Economie

la justice russe condamne le banquier français Philippe Delpal à quatre ans et six mois de prison avec sursis

Le banquier français Philippe Delpal arrive au tribunal, à Moscou, le 6 août 2021.

Le verdict clôture une saga aux ramifications diplomatiques et qui a surtout fortement détérioré le climat d’investissement russe depuis 2019. Arrêté le 14 février 2019 avec ses six partenaires du fonds d’investissement russe Baring Vostok, Philippe Delpal avait passé six mois en détention préventive, suivi de deux années de surveillance très stricte à son domicile moscovite. Le ministre des affaires étrangères français Jean-Yves Le Drian a qualifié l’affaire « d’épine » dans les relations bilatérales avec la Russie.

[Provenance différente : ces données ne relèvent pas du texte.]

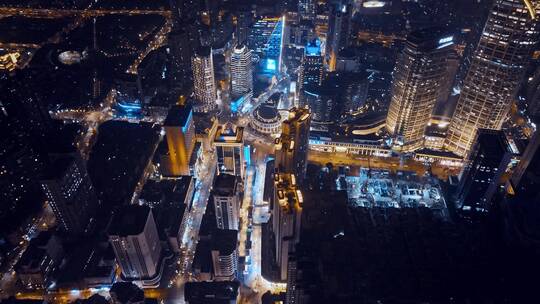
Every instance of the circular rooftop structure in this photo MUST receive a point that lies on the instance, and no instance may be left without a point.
(266, 119)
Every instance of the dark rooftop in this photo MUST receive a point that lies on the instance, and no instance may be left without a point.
(204, 51)
(224, 185)
(211, 292)
(56, 170)
(177, 116)
(129, 220)
(224, 241)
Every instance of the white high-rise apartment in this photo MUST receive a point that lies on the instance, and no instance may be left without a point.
(203, 80)
(241, 72)
(419, 74)
(496, 71)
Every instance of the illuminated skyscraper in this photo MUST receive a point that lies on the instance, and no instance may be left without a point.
(339, 30)
(134, 237)
(226, 201)
(266, 40)
(70, 193)
(241, 73)
(229, 145)
(311, 70)
(286, 218)
(419, 73)
(496, 71)
(180, 132)
(203, 79)
(307, 9)
(292, 146)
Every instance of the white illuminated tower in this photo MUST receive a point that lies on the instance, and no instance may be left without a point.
(496, 71)
(306, 9)
(420, 72)
(203, 79)
(241, 74)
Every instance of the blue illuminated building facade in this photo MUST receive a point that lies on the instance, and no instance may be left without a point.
(266, 41)
(128, 98)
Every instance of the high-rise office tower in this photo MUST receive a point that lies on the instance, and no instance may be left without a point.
(292, 146)
(70, 193)
(522, 195)
(418, 75)
(244, 20)
(180, 133)
(496, 70)
(339, 30)
(311, 70)
(203, 79)
(487, 162)
(241, 72)
(307, 9)
(226, 201)
(181, 45)
(229, 146)
(532, 96)
(134, 237)
(286, 218)
(225, 254)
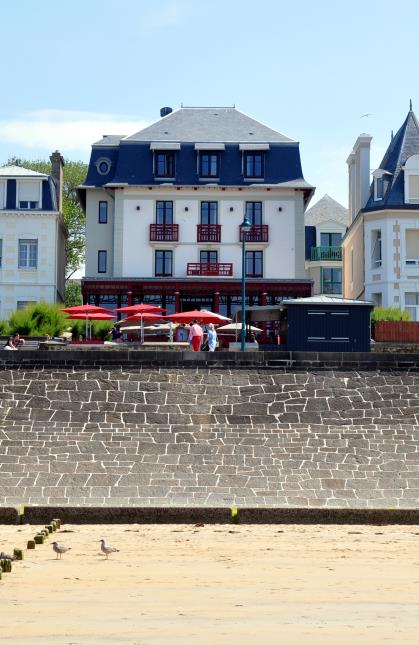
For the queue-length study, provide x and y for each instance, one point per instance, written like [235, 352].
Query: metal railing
[326, 253]
[164, 232]
[210, 268]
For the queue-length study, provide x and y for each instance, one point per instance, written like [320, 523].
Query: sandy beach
[214, 584]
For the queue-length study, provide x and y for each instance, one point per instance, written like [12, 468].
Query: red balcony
[209, 233]
[210, 268]
[257, 234]
[164, 232]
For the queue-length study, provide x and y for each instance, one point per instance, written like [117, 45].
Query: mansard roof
[204, 125]
[15, 172]
[402, 146]
[325, 210]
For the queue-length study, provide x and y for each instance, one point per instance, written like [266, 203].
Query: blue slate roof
[403, 145]
[130, 158]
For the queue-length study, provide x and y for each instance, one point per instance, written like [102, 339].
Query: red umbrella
[85, 309]
[138, 309]
[200, 316]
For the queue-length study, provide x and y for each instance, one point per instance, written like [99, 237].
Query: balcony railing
[164, 232]
[258, 233]
[210, 268]
[209, 233]
[326, 253]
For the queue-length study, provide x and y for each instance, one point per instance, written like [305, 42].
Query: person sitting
[10, 344]
[18, 341]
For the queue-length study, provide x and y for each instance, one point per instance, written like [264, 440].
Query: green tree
[73, 295]
[74, 217]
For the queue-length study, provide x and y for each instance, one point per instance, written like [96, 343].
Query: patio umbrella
[138, 309]
[91, 317]
[201, 316]
[141, 318]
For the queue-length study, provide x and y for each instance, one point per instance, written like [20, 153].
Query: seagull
[60, 549]
[107, 549]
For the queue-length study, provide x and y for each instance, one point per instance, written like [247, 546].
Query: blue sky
[73, 71]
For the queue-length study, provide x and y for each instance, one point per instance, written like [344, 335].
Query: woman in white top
[212, 338]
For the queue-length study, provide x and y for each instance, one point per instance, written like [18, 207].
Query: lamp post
[245, 227]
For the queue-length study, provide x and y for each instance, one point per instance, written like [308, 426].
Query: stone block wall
[200, 436]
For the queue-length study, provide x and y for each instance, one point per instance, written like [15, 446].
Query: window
[254, 213]
[164, 212]
[253, 165]
[209, 213]
[330, 239]
[375, 249]
[164, 164]
[163, 261]
[331, 280]
[254, 264]
[208, 257]
[28, 194]
[28, 254]
[378, 185]
[22, 304]
[103, 165]
[101, 261]
[412, 247]
[411, 301]
[208, 165]
[103, 212]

Accusés de détournement de fonds, M. Calvey et M. Delpal ont été condamnés par un tribunal russe, vendredi 6 août, respectivement à 5 ans et six mois et 4 ans et six mois de prison avec sursis, a constaté une journaliste de l’Agence France-Presse (AFP) présente dans la salle d’audience.

Lire le décryptage : Le banquier français Philippe Delpal, pris au piège à Moscou dans l’affaire Baring Vostok

Philippe Delpal, Michael Calvey – l’un des plus gros investisseurs étrangers en Russie – et leurs cinq partenaires russes encourraient jusqu’à 10 ans de prison pour avoir siphonné 2,5 milliards de roubles (28 millions d’euros) d’une banque russe. Les prévenus dénoncent depuis le départ une accusation montée de toute pièce par des rivaux disposant de leviers politiques au plus haut niveau de l’Etat russe.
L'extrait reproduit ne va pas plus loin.